That is, the local silence filter coefficient recording unit 61 uses the local silence filter defined for the distance y _ref1, that is, the coefficient of the local silence filter with the distance y _ref = y _ref1 as the local silence filter coefficient of the speaker array 25-1. And the local silence filter coefficient is supplied to the filter unit 62.

Similarly, the local silencing filter coefficient recording unit 61 _selects the local silencing filter coefficient determined for the distance y _ref2 as the local silencing filter coefficient of the speaker array 25-2, and uses the local silencing filter coefficient as the filter unit. 62.

In step S <b> 43, the filter unit 62 performs a convolution process between the local silence filter coefficient supplied from the local silence filter coefficient recording unit 61 and the supplied sound source signal, and generates a speaker drive signal for each speaker array 25. , Supplied to the speaker array 25.

That is, the filter unit 62 calculates the equation (9) based on the local muffler filter coefficient of the speaker array 25-1 and the sound source signal, thereby obtaining the speaker drive signal d (l, n) of the speaker array 25-1. Calculated and supplied to the speaker array 25-1.

Similarly, the filter unit 62 calculates the formula (9) based on the local muffler filter coefficient of the speaker array 25-2 and the sound source signal, so that the speaker drive signal d (l, n) of the speaker array 25-2 is calculated. Is calculated and supplied to the speaker array 25-2.

In step S44, the speaker array 25-1 and the speaker array 25-2 reproduce sound based on the speaker drive signal supplied from the filter unit 62, and the local silencing sound field forming process ends.

As described above, the local silencing field forming apparatus 51 acquires the distance to the silencing area, selects a local silencing filter coefficient based on the acquired distance, and performs convolution processing from the local silencing filter coefficient and the sound source signal. A speaker drive signal is generated. And the local muffler sound field formation apparatus 51 forms a sound field by the two speaker arrays 25 based on the obtained speaker drive signal.

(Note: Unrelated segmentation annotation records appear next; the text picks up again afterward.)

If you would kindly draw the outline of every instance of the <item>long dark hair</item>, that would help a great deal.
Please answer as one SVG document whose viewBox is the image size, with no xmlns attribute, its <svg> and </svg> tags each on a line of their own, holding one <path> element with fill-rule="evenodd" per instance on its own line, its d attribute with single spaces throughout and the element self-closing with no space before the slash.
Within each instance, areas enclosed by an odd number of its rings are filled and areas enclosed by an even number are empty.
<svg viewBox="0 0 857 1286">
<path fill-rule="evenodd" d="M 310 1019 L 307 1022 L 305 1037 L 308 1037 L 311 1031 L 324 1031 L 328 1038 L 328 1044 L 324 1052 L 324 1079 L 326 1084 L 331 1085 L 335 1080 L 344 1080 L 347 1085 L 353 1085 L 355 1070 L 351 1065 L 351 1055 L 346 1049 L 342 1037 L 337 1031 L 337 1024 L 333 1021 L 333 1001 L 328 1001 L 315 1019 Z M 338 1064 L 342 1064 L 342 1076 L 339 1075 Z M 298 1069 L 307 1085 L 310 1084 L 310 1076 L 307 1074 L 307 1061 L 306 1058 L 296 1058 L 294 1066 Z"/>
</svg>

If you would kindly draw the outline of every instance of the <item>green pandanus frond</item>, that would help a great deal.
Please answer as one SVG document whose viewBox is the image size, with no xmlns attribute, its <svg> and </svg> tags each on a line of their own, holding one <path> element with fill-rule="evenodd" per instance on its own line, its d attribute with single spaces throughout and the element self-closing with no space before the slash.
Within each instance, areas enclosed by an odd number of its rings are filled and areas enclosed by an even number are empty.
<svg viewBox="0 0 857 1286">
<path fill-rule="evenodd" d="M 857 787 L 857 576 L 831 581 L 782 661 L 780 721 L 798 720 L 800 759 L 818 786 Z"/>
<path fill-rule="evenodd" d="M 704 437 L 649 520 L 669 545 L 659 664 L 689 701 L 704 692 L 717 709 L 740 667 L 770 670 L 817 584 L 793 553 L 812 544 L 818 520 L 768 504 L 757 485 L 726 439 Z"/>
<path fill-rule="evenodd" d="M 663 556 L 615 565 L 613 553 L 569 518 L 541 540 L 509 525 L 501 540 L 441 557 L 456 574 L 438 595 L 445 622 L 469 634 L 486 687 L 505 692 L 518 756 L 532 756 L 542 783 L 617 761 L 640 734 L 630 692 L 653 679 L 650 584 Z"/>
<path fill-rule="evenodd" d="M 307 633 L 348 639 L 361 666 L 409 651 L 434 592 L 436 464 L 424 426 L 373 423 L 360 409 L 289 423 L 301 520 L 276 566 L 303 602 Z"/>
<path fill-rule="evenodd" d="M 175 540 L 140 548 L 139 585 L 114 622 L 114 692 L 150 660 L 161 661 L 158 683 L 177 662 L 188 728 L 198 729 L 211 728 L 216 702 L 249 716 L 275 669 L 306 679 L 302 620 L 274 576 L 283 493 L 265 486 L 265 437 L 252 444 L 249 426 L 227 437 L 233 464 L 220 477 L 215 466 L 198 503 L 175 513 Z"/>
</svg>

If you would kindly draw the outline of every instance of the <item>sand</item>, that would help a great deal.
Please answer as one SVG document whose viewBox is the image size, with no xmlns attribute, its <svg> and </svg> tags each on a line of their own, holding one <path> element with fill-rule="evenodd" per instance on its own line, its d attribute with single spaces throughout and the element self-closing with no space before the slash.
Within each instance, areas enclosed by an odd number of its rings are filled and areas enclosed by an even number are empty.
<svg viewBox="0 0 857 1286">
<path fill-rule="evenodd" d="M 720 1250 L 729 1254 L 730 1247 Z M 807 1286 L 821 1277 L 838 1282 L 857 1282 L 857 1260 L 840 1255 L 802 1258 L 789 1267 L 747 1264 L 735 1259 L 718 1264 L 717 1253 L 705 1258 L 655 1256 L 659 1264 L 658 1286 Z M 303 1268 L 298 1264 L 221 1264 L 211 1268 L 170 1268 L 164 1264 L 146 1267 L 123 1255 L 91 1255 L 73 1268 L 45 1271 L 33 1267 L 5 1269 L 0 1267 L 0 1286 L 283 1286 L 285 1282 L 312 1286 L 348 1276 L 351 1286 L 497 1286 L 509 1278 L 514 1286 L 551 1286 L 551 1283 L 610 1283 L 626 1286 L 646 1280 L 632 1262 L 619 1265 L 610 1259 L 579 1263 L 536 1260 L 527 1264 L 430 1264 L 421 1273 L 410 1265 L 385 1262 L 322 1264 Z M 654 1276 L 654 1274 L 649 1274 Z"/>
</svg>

In particular, in this example, by selecting a local silencing filter coefficient based on the distance to the silencing area, the position of the speaker array 25 or the silencing area can be easily and quickly changed during the reproduction of the sound such as the content sound. be able to.

<Application examples of this technology>
Moreover, the local silencing sound field forming apparatus 11 and the local silencing sound field forming apparatus 51 described above can be applied to the following cases, for example.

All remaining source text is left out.